Four figures, and count 'em, 8 shock. Buh-bye....
Had this been a campaign battle, the British may well have withdrawn here.
(Photo by Reuben Turner)
Another round of combat chases off the warriors at the tower. Meanwhile Myk's Saxon warriors come in from the British left, and after duelling Step Forth cards, in which they give the approaching Saxon levy a bloody nose, the British Warriors (centre of the table, just to the left of the watch tower, charge the British elites....
...and manage to roll a 4. On 3 dice.
It all went even more downhill for the British from here - Colin had some awful dice as the Levy and the Saxons fought another round, and the Levy broke, having no place to stay.
British morale definitely going down now.

Again, had this been a campaign battle, the British would have withdrawn here if they hadn't already.
We continued for another round, and the Saxon Lord card came up before the British.
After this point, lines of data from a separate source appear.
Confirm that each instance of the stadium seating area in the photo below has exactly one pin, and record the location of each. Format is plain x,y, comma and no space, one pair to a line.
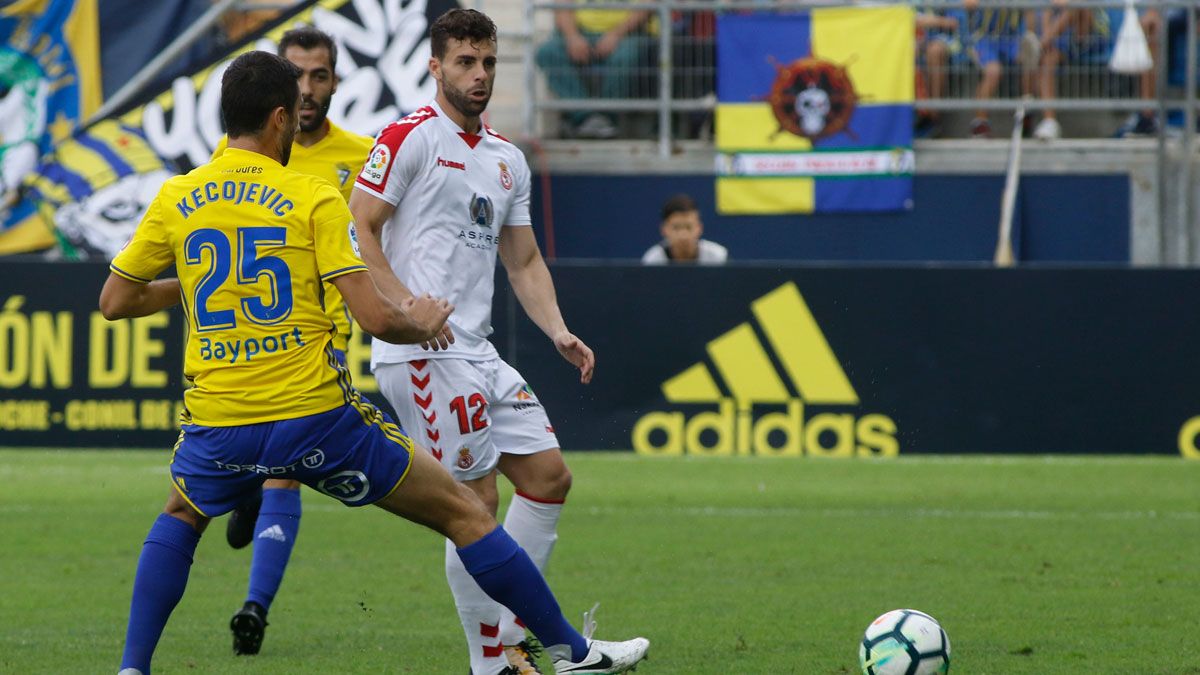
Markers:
1060,57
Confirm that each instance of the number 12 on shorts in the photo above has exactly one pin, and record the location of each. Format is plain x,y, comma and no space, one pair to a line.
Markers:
474,420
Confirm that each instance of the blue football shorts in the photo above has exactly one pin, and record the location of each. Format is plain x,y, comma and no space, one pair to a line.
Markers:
353,453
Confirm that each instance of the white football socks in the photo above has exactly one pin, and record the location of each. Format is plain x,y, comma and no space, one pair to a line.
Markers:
487,625
534,525
480,616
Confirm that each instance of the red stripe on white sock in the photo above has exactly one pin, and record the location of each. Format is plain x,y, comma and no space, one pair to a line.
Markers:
539,500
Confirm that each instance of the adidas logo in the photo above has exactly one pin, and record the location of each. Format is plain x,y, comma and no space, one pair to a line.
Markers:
756,411
274,532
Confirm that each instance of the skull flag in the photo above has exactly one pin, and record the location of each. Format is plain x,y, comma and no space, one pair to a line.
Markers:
815,111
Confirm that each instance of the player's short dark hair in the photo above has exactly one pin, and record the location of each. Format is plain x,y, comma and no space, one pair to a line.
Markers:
678,204
255,84
310,37
466,25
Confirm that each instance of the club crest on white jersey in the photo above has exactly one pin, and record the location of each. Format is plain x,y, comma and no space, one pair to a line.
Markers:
378,162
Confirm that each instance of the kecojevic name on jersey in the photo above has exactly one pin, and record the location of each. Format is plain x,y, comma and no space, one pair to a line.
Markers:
237,192
253,244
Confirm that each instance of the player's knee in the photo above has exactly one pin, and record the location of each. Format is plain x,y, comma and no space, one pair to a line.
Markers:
559,484
179,508
467,518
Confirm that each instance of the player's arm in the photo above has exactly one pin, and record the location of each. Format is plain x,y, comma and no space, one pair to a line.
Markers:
123,298
131,290
531,280
415,320
370,215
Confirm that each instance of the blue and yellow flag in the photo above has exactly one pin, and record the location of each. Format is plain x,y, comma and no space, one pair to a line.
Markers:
49,82
815,111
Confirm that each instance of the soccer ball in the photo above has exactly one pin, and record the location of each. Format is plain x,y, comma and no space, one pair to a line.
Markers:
905,641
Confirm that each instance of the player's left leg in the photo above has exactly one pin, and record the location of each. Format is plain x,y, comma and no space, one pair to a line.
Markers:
533,463
274,535
201,490
445,402
159,585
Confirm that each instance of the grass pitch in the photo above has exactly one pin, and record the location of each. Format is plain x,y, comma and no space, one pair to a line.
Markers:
1033,566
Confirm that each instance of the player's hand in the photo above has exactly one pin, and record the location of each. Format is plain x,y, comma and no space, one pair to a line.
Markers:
606,45
577,353
577,49
427,314
441,341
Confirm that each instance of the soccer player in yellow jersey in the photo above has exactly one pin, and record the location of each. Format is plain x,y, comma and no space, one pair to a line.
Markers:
271,519
252,243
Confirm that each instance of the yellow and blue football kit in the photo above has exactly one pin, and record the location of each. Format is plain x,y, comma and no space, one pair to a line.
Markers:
253,244
337,157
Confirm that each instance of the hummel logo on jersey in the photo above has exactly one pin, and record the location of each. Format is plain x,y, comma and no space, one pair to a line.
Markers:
739,424
274,532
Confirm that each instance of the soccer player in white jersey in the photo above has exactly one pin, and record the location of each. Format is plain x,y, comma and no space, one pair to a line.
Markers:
439,196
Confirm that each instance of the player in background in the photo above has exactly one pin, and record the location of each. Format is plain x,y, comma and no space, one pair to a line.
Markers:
271,519
439,196
268,395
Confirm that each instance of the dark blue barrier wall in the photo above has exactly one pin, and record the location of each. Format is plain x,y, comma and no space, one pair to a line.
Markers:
959,359
864,360
1059,219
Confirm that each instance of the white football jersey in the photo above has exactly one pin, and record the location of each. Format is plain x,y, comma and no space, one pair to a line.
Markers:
453,192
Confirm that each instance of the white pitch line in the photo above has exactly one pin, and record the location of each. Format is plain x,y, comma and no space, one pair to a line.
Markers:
960,514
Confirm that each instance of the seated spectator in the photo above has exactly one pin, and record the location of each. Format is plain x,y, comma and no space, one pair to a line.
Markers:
1145,123
681,237
609,39
1074,36
937,47
999,37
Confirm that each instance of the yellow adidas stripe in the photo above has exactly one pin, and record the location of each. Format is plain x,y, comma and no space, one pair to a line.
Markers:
797,339
745,366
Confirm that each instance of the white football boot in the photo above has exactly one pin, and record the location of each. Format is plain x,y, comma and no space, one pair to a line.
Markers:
603,658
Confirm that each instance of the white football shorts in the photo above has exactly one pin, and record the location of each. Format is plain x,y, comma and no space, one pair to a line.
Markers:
467,412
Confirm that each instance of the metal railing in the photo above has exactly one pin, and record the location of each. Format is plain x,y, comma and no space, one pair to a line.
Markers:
666,70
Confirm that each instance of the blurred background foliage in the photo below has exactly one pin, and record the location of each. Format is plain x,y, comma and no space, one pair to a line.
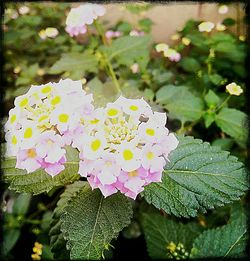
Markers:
191,91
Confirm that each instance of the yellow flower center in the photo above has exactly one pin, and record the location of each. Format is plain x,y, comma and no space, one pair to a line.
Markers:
28,133
56,100
133,174
150,155
127,155
46,89
150,132
112,112
133,108
95,145
12,119
31,153
14,140
63,118
24,102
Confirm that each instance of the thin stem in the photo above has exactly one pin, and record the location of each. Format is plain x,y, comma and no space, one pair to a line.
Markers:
222,104
99,29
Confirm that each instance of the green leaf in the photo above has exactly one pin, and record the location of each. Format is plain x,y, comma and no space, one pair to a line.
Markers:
57,242
160,231
227,241
9,239
91,221
223,143
232,122
209,118
211,99
198,177
128,50
76,64
189,64
180,102
39,181
21,204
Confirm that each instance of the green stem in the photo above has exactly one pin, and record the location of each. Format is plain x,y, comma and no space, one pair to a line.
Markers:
108,64
223,103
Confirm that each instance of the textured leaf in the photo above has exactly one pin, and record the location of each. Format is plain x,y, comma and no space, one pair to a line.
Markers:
39,181
180,102
75,62
227,241
130,49
189,64
57,242
91,221
160,231
198,177
232,121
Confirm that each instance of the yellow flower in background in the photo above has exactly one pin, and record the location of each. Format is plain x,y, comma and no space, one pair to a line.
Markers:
37,249
186,41
161,47
223,9
234,89
206,27
242,38
51,32
175,37
220,27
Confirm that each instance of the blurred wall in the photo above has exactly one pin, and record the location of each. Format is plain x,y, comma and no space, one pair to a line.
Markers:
169,17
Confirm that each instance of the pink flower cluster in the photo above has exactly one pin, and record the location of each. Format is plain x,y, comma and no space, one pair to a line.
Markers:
125,148
43,121
122,147
81,16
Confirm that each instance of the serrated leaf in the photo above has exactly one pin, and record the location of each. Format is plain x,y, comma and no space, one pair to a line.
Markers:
160,231
232,121
91,221
180,103
57,242
39,181
198,177
128,50
75,62
189,64
227,241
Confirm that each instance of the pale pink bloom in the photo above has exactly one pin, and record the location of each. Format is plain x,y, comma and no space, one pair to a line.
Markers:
136,33
81,16
28,159
134,68
54,168
86,167
49,147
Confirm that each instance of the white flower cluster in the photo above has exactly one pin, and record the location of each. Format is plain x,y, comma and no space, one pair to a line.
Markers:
123,147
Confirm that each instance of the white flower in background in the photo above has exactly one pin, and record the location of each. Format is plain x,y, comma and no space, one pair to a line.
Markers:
81,16
223,9
206,27
220,27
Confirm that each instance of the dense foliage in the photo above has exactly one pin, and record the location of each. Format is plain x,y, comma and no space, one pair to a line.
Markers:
198,210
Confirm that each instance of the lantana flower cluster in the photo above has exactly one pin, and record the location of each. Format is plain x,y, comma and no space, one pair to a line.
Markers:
81,16
43,121
122,147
They smacked into the waiting warriors, and that was pretty much it...
A good game, perhaps marred a little by the British having bad dice when it mattered, and the Saxons having bad dice when it didn't :D Thanks to my loyal playtesters as ever, and I think we're calling this workable!

Sunday, 12 January 2020

More downsizing, and some KoW elves for sale

That's all of it. Really Useful Box is yours
if you buy the lot, and I'll buy Merv some
cake.
After some thought, I'm switching back to building a human fantasy army for Kings of War, since I can also use it to test out Battlesystem 5E and also in my D&D campaign world.

As such, I have an awful lot of KOW Mantic Elves to shift. I may keep some so I can have a small force, but I really don't need THIS many :D

  • Mage Queen - metal
  • Palace guard Prince - metal
  • King - metal 
  • 5 bolt throwers & crew
  • 24 scouts
  • 110 bowmen 
  • 90 spearmen
  • 10 cavalry
  • 20 palace guard
  • 3 forest shamblers - metal
  • 1 of the last metal Dragon Riders ever made (with note to prove it from Ronnie R)
  • GW Finecast big greebly treant thing (Sylvaneth Treelord)
  • 3x Malifaux smaller greebly treant things (Waldgeist)
There's around 4000 points here. At reasonable eBay prices, I'm looking for around £200 for the lot, I think (working on 50p a figure for the common stuff), but I'll consider offers. Happy to split this, but ideally in to no more than two or possibly 3: there is essentially enough here for two decent sized armies or clearly one insane one.